Cette maladie peut évoluer pendant plusieurs années avant de provoquer des symptômes visibles. Les premiers signes — sang dans les selles, douleurs abdominales persistantes, modification du transit, amaigrissement inexpliqué et fatigue inhabituelle — apparaissent en général à un stade avancé de la maladie.
En France, tous les deux ans, qu’on soit un homme ou une femme entre 50 et 74 ans, il est important de se faire dépister. Un simple test consiste à prélever un échantillon de selles, selon le mode d’emploi fourni dans le kit.
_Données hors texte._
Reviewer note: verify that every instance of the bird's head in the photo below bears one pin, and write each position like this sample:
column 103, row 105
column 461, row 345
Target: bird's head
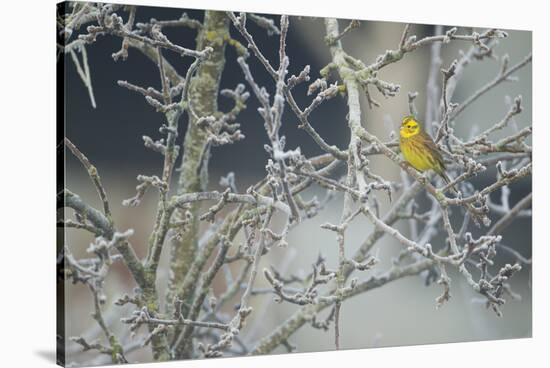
column 409, row 127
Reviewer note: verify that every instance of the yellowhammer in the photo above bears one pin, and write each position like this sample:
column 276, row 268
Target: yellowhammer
column 419, row 149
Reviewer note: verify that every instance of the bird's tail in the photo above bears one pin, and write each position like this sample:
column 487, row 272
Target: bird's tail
column 449, row 181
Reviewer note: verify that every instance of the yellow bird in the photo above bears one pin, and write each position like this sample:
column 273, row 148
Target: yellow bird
column 419, row 149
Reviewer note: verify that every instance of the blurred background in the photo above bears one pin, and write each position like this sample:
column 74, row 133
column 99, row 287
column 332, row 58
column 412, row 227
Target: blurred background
column 400, row 313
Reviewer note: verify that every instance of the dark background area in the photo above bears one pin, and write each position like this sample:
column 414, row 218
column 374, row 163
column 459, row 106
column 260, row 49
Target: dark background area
column 111, row 137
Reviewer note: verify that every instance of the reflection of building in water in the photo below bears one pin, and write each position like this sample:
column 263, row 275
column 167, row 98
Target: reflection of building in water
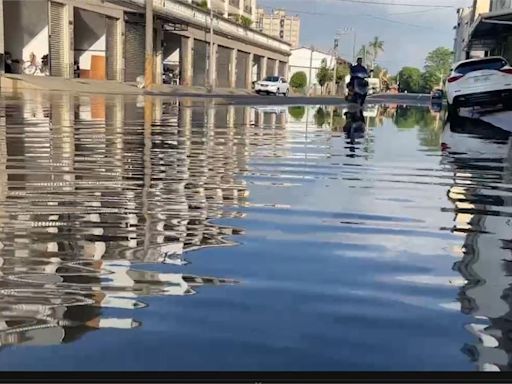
column 481, row 168
column 85, row 196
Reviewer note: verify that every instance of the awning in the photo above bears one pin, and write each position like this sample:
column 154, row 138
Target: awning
column 489, row 30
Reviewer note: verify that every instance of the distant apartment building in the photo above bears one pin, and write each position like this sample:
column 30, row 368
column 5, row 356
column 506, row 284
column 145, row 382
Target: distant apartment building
column 489, row 31
column 278, row 24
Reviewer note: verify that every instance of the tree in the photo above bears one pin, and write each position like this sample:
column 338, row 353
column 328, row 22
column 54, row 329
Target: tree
column 410, row 79
column 320, row 117
column 297, row 112
column 299, row 80
column 438, row 63
column 324, row 74
column 376, row 46
column 341, row 72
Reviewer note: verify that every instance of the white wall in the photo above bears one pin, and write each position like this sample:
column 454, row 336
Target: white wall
column 89, row 36
column 301, row 60
column 26, row 28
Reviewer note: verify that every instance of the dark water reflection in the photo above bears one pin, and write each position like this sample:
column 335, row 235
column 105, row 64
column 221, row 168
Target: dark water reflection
column 195, row 236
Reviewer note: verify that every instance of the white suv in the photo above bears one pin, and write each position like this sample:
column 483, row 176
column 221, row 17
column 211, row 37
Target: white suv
column 479, row 83
column 272, row 84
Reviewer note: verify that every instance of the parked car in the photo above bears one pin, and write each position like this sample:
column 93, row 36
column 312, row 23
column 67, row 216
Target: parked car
column 481, row 82
column 272, row 85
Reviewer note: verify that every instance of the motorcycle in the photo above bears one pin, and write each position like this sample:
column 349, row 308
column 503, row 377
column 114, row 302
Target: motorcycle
column 359, row 90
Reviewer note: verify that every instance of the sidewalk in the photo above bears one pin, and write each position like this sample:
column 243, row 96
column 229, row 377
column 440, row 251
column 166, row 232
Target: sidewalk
column 19, row 82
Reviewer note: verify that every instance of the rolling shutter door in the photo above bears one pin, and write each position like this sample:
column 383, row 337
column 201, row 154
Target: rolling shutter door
column 112, row 51
column 57, row 46
column 134, row 51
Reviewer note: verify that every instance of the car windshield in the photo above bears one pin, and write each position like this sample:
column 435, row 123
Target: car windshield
column 471, row 66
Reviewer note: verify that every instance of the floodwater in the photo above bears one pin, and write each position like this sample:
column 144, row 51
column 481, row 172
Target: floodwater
column 156, row 234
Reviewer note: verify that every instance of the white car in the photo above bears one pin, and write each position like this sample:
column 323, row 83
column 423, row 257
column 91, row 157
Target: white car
column 272, row 85
column 479, row 83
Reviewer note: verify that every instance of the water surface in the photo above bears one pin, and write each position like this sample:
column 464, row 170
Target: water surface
column 156, row 234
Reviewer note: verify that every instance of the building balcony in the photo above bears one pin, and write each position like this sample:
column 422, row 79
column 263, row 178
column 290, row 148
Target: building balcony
column 184, row 12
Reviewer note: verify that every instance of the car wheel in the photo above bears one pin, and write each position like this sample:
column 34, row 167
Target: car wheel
column 453, row 110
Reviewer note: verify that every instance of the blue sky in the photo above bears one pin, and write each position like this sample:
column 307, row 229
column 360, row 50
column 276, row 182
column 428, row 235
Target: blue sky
column 408, row 32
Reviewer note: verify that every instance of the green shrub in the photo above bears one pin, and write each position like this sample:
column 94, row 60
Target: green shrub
column 299, row 80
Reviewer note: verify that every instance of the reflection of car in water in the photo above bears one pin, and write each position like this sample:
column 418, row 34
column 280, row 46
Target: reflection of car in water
column 274, row 109
column 475, row 150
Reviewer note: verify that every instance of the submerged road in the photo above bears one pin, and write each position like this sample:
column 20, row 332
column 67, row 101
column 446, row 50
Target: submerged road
column 252, row 99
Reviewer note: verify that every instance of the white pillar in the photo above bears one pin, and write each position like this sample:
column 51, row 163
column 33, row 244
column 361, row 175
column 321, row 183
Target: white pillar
column 248, row 71
column 159, row 54
column 186, row 60
column 69, row 52
column 232, row 68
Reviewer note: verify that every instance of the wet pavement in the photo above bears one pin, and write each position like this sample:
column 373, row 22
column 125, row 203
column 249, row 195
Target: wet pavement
column 162, row 234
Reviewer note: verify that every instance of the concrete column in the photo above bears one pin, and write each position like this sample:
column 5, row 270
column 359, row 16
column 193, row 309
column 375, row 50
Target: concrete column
column 69, row 54
column 232, row 68
column 213, row 66
column 159, row 54
column 120, row 49
column 186, row 60
column 248, row 72
column 226, row 8
column 2, row 44
column 263, row 67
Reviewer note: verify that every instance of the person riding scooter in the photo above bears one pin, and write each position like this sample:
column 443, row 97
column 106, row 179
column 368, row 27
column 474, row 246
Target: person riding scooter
column 357, row 72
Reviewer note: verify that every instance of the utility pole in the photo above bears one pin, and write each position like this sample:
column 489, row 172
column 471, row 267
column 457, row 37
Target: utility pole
column 149, row 64
column 335, row 65
column 211, row 66
column 310, row 66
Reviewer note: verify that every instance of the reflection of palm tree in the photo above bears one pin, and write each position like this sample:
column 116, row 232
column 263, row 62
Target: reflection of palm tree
column 486, row 293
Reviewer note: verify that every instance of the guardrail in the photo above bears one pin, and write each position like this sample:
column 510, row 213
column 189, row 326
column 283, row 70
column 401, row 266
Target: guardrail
column 180, row 10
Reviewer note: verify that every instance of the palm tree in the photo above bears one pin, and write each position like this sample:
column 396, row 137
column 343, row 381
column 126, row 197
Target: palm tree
column 376, row 46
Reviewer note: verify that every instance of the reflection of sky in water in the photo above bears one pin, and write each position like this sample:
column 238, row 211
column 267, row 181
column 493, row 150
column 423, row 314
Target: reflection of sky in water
column 237, row 238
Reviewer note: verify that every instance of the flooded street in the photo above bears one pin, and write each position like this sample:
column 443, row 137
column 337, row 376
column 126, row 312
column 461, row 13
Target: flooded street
column 163, row 234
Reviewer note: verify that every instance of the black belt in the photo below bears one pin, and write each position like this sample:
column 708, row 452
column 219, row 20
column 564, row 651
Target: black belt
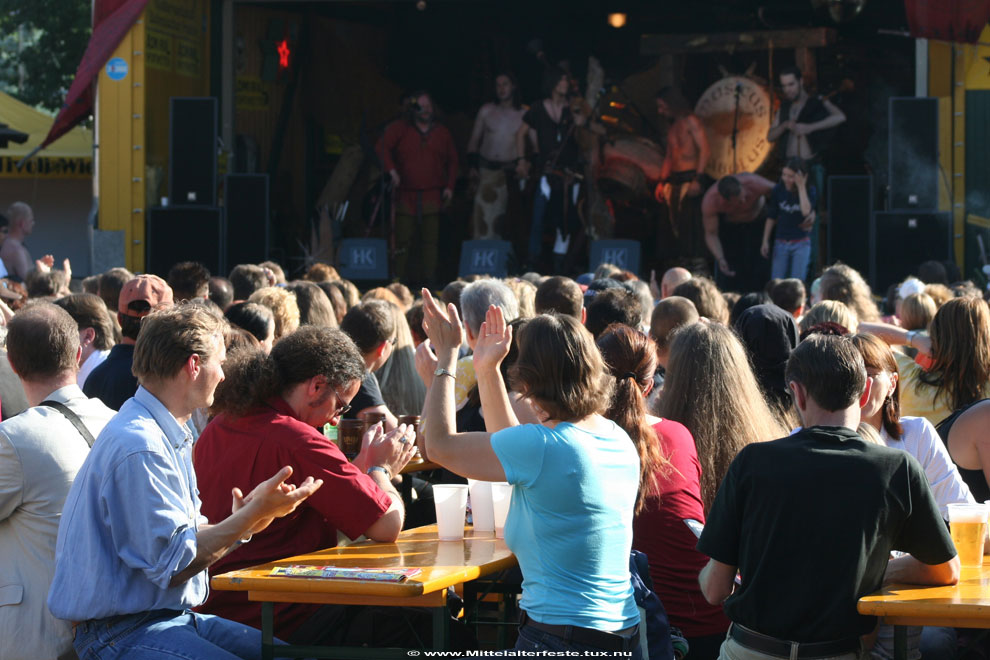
column 781, row 648
column 627, row 641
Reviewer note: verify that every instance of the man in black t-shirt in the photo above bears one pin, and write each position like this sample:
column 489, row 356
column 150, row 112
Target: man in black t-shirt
column 809, row 521
column 371, row 326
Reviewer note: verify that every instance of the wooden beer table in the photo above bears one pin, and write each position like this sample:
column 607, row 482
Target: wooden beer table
column 443, row 564
column 962, row 605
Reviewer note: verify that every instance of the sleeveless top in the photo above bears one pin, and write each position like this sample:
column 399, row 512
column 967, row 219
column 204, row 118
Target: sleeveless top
column 975, row 479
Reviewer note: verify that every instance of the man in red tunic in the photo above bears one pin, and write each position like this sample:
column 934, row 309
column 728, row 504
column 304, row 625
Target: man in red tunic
column 420, row 156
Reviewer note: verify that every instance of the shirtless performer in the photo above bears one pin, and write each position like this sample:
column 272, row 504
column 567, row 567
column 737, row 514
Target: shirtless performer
column 733, row 213
column 16, row 258
column 491, row 155
column 681, row 180
column 802, row 117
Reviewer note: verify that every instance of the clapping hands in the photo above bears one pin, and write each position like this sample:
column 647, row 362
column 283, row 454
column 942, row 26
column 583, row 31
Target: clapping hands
column 494, row 341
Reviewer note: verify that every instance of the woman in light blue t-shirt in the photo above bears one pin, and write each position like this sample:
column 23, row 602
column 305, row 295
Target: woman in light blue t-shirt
column 575, row 475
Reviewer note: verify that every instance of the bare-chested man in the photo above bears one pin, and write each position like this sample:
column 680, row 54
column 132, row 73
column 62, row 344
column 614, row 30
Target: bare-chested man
column 681, row 179
column 492, row 156
column 733, row 212
column 802, row 118
column 16, row 258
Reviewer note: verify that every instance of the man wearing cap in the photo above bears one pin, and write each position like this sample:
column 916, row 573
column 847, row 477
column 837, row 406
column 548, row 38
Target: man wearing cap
column 133, row 547
column 41, row 450
column 112, row 382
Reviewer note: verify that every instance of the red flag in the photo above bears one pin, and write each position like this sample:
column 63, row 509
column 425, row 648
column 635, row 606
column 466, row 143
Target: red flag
column 111, row 21
column 947, row 20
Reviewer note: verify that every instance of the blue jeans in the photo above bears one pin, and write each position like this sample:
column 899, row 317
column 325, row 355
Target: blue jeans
column 531, row 639
column 791, row 259
column 162, row 634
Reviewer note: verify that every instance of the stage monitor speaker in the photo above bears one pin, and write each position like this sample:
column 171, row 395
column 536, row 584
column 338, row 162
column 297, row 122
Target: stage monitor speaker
column 246, row 208
column 184, row 233
column 192, row 151
column 913, row 153
column 904, row 239
column 363, row 259
column 850, row 212
column 484, row 257
column 623, row 253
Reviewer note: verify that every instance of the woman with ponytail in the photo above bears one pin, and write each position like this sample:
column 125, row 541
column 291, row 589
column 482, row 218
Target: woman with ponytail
column 670, row 491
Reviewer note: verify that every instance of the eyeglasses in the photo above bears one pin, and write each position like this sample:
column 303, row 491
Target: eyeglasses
column 343, row 409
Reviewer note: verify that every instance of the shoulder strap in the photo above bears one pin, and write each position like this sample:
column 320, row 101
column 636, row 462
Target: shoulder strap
column 73, row 418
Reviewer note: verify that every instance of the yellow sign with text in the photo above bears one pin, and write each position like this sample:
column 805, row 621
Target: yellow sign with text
column 47, row 168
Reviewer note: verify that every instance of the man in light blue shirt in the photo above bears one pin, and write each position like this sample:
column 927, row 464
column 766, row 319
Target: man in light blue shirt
column 133, row 548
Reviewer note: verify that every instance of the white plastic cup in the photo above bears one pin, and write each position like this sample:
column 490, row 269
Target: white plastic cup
column 968, row 528
column 451, row 504
column 501, row 498
column 482, row 513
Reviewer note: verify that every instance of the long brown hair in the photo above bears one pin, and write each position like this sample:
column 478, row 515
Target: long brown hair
column 560, row 369
column 878, row 357
column 631, row 358
column 845, row 284
column 960, row 335
column 710, row 388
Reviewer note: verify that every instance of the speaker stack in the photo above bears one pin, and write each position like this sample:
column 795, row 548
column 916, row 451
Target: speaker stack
column 912, row 230
column 191, row 227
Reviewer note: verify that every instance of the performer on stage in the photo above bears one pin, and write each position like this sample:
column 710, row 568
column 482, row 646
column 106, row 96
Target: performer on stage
column 732, row 211
column 491, row 154
column 804, row 122
column 803, row 118
column 792, row 211
column 557, row 162
column 420, row 156
column 681, row 181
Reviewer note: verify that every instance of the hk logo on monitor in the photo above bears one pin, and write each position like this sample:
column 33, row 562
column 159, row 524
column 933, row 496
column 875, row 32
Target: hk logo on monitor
column 484, row 260
column 617, row 256
column 363, row 258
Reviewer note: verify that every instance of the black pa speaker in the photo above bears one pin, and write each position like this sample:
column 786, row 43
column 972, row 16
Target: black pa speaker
column 904, row 239
column 246, row 208
column 850, row 212
column 913, row 153
column 184, row 233
column 192, row 151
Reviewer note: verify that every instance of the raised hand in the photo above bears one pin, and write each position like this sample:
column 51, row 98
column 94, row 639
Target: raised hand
column 443, row 327
column 426, row 362
column 275, row 498
column 494, row 341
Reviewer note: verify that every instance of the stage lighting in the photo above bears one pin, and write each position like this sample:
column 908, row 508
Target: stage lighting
column 617, row 20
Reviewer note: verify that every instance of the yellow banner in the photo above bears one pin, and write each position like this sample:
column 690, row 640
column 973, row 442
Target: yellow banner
column 51, row 168
column 159, row 50
column 188, row 58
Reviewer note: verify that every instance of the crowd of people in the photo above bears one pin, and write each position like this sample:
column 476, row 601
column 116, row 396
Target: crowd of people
column 767, row 450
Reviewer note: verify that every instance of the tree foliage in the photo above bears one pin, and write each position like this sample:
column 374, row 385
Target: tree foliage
column 41, row 43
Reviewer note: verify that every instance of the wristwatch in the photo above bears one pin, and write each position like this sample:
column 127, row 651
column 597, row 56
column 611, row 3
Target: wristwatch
column 380, row 468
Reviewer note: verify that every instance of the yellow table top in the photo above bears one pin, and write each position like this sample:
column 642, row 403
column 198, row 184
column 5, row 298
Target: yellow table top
column 419, row 465
column 963, row 605
column 443, row 564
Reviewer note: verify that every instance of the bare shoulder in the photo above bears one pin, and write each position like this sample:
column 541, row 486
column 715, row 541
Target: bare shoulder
column 711, row 202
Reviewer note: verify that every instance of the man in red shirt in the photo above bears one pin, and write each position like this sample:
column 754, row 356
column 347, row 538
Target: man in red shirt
column 420, row 156
column 272, row 410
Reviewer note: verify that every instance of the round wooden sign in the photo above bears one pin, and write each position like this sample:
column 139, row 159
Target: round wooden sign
column 717, row 110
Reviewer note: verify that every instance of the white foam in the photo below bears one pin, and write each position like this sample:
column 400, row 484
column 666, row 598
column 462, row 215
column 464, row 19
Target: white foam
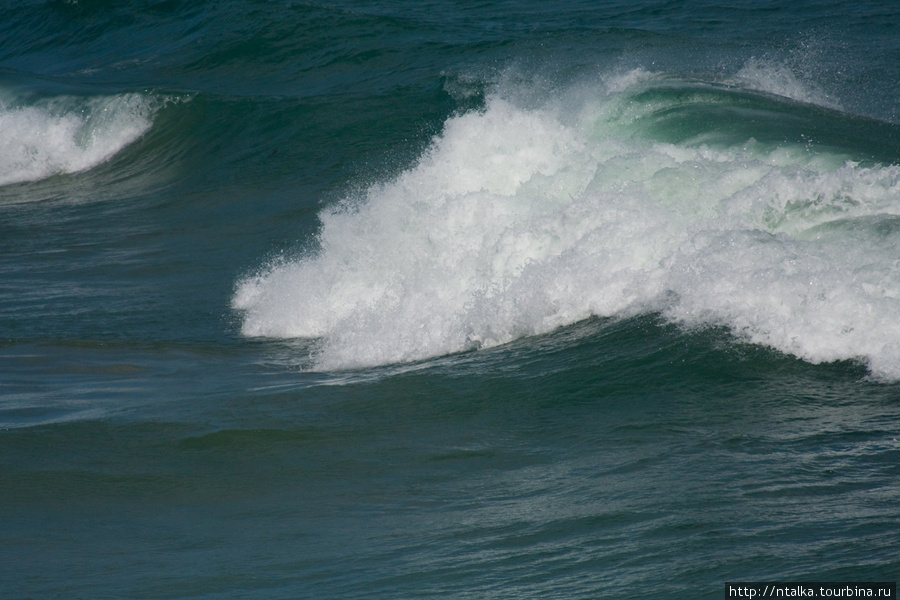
column 518, row 221
column 68, row 135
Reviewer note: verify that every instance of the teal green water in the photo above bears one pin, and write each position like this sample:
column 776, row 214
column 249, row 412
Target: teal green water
column 447, row 299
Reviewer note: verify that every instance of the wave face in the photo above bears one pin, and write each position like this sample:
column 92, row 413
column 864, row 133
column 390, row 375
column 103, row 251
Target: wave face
column 65, row 134
column 643, row 193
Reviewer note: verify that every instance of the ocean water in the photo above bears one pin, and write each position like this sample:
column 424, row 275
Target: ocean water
column 447, row 299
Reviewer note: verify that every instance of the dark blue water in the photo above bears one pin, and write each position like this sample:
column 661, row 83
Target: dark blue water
column 447, row 299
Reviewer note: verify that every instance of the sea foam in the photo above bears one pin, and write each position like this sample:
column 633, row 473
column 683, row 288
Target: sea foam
column 66, row 135
column 519, row 220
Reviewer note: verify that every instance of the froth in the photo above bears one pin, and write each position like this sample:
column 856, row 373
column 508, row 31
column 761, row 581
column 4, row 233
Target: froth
column 67, row 135
column 517, row 221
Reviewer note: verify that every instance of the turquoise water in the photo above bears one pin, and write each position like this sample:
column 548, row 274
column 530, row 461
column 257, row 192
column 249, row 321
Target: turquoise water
column 447, row 299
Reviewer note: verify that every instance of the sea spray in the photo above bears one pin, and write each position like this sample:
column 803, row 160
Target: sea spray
column 67, row 134
column 519, row 220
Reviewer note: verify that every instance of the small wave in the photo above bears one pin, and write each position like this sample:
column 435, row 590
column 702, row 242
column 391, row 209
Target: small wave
column 66, row 134
column 520, row 220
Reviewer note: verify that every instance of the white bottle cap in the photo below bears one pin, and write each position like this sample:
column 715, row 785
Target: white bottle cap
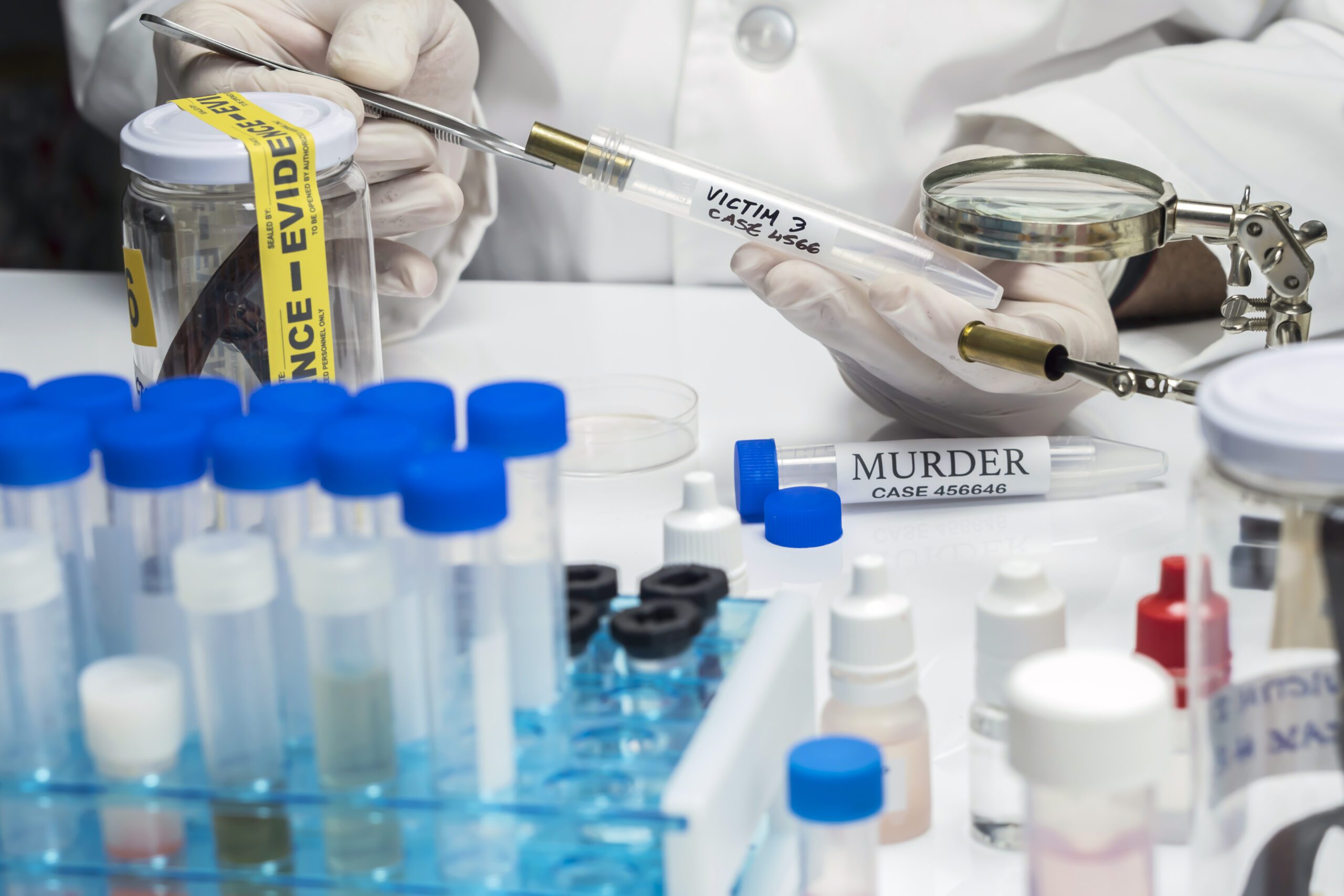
column 873, row 640
column 1089, row 719
column 706, row 532
column 132, row 711
column 30, row 571
column 225, row 573
column 343, row 577
column 172, row 145
column 1021, row 614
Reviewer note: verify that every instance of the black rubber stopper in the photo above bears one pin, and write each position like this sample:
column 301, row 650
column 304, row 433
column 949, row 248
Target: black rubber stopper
column 702, row 586
column 591, row 583
column 585, row 620
column 658, row 629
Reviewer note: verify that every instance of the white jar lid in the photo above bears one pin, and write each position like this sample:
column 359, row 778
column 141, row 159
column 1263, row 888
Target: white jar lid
column 1278, row 413
column 175, row 147
column 1089, row 719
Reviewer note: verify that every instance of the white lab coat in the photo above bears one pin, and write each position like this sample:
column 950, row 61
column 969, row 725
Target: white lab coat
column 1211, row 94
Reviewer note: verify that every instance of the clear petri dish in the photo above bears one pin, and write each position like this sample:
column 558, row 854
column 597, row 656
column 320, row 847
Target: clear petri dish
column 624, row 424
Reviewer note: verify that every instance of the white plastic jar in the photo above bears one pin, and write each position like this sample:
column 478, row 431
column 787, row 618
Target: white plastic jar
column 193, row 265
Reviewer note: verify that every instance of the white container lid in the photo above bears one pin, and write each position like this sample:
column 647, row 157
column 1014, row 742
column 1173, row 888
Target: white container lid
column 1089, row 719
column 873, row 636
column 225, row 573
column 1278, row 413
column 706, row 532
column 343, row 577
column 1021, row 614
column 175, row 147
column 30, row 571
column 132, row 710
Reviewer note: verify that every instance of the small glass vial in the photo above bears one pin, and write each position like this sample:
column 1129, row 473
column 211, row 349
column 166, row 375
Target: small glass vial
column 875, row 695
column 133, row 710
column 836, row 790
column 1021, row 614
column 190, row 233
column 1090, row 731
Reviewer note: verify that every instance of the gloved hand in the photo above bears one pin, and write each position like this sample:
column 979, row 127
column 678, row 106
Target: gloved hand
column 424, row 50
column 896, row 339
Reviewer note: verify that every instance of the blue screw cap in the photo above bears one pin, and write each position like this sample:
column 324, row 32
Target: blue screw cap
column 363, row 456
column 430, row 406
column 834, row 781
column 41, row 446
column 756, row 475
column 97, row 397
column 152, row 450
column 206, row 398
column 261, row 453
column 804, row 516
column 455, row 492
column 517, row 419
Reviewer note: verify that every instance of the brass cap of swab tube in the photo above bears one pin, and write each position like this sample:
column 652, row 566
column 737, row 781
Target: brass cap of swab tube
column 1011, row 351
column 555, row 145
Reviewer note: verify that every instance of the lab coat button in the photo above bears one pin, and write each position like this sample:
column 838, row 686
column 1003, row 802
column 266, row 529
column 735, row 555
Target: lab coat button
column 766, row 37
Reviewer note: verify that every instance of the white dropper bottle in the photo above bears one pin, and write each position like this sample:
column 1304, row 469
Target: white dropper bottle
column 875, row 693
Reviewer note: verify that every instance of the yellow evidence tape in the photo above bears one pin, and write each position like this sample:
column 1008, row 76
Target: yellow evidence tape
column 289, row 234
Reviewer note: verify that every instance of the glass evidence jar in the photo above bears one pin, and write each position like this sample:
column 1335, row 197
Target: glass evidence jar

Simple d’utilisation, gratuit et pris en charge par l’assurance maladie, le test peut être commandé en ligne, retiré en pharmacie ou demandé lors d’une consultation avec un professionnel de santé.
Il permet de détecter des lésions précancéreuses ou un cancer précoce, avant même l’arrivée des symptômes. Détecté tôt, le cancer colorectal a un taux de survie à 5 ans supérieur à 90 %. Pourtant en Auvergne-Rhône-Alpes, la participation au dépistage est insuffisante. L’année dernière, le taux était de 34,5 %, loin de l’objectif national de 45 %.